Items to Consider & Methods
Prior to diving into this headlong, there are a few important disclaimers to make:
Not all cards are the same. Ours may undervolt better or worse than yours. If yours is better, that’s fantastic – run with it, but ours couldn’t handle anything better than the 1090mv number we’re primarily publishing. If it’s worse, just increase voltage until stability is met. We’d advise slowly stepping down voltage in increments rather than just copying numbers, as it’s likely that your GPU core will respond differently than ours.

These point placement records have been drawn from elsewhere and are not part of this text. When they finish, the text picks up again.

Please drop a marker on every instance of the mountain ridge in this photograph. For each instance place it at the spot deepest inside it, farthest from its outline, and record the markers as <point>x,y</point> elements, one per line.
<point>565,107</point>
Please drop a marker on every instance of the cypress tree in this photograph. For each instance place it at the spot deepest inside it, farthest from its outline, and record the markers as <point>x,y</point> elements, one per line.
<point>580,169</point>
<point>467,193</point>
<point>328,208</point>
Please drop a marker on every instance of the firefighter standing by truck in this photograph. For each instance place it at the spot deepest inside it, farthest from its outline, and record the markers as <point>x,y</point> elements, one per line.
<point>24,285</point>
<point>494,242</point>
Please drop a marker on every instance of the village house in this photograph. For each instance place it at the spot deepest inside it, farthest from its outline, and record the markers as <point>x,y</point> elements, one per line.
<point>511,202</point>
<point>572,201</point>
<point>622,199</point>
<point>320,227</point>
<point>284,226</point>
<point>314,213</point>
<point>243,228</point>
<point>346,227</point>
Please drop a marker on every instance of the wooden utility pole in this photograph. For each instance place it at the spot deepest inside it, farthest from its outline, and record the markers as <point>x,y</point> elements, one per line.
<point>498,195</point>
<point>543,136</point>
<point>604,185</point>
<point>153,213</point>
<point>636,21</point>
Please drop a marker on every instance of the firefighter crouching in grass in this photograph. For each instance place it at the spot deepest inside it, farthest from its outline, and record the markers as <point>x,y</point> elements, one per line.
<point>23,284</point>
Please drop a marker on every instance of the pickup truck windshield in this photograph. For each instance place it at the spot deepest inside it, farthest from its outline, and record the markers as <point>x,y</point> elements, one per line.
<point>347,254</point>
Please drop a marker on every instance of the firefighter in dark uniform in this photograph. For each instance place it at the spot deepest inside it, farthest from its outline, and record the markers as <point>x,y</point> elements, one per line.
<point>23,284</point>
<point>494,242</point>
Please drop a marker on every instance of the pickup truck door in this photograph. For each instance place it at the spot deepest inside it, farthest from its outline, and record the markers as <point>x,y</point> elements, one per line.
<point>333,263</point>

Next, note that the software is still buggy. Conflicting reports abound, but at the end of the day, WattMan and Wattool are both imperfect solutions to this problem. At present, WattMan and Wattool both have an HBM2 underclocking bug that rears its head only under certain conditions. We are not 100% positive when this bug emerges, but we think we’ve pin-pointed it to manual overclocking of all 7 DPM states and corresponding voltages on the volt-frequency curve. This seems particularly true when attempting to set all 7 to be equal or close in values. That’s not to say it’s impossible to make these tools work, we’re just pointing it out because you could potentially cut off a huge amount of performance inadvertently from an HBM2 downclock (that wasn’t user-initiated). Keep an eye on HBM2 frequency while performing these tweaks. Note also that fan RPM targets are 200RPM lower than what the device will spin-up.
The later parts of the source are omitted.